Data from their study was presented at the American Academy of Pediatrics (AAP) 2021 Virtual Conference during the session “Stratifying Risk for Early Onset Atopic Dermatitis from Birth: An AI-Empowered Clinical Decision Support Tool”.
Previous studies reported on the additional risk factors caused by a parental history of atopic dermatitis as well as other atopic conditions.
Prior to the current study, it was unclear as to whether the combined analysis of familial history and other elements allowed for an understanding of the interaction between the 2 variables, as well as the factors behind an infant’s risk of developing atopic dermatitis.
As such, Brandwein and colleagues employed various precision models in their study to assess an infant’s risk of developing atopic dermatitis from birth.
Brandwein and colleagues utilized a geographically diverse cohort, as well as a myriad of risk factors.

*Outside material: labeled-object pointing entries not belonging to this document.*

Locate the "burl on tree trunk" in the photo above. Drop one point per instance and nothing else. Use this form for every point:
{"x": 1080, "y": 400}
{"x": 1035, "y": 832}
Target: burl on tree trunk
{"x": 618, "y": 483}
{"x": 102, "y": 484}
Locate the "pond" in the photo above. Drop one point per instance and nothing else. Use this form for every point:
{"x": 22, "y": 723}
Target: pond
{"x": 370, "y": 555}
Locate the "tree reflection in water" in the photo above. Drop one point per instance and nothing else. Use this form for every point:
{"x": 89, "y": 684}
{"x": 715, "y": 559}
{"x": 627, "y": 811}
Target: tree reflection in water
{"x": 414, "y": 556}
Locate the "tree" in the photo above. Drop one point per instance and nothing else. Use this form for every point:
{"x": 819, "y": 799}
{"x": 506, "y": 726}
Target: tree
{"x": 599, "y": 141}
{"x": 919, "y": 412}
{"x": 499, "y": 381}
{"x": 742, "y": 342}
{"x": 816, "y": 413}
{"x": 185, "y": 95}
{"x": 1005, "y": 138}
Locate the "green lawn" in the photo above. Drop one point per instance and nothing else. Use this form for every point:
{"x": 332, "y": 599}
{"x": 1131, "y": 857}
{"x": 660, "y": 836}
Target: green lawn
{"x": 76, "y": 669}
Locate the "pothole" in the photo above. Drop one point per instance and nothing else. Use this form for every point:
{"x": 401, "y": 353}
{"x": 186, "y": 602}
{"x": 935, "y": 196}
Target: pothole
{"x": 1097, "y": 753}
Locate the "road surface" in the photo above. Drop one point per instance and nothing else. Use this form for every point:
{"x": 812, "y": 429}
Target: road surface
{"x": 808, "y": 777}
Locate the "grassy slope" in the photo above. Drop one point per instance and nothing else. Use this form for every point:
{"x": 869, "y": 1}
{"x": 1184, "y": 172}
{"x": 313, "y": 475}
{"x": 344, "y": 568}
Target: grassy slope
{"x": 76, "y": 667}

The investigators combined study data from 4 separate pediatric cohorts, with each one being assessed for the development of atopic dermatitis within 15 months of birth.
A total of 2469 infants were evaluated in the study based off available data from the cohorts.
Data on an infant’s paternal and maternal history of atopic dermatitis, asthma, food allergies, birthweight, gender, maternal smoking, and ethnicity were also obtained during the study.
Predictive models were trained and validated on the combined dataset.
Investigators concluded that infants with a paternal history of atopic dermatitis, food allergies, or asthma had a higher odds ratio of developing atopic dermatitis than those with maternal atopic dermatitis, food allergies, and asthma.
Additionally, receiver operating characteristic curve analyses showed an area under the curve of 0.83 for the random forest model, which outperformed a logistic regression and XGBoost model.
They added that the model a maximum accuracy of 78%, with corresponding sensitivity of 63%, specificity of 87%, and a positive predictive value of 75%.
Brandwein and colleagues espoused the act of using these models for the education of pediatric risk of atopic dermatitis for clinicians and caregivers.
“Knowledge of an infant's risk can inform both caregivers and medical professionals as to timely interventions to mitigate the discomfort associated with atopic dermatitis,” the team wrote.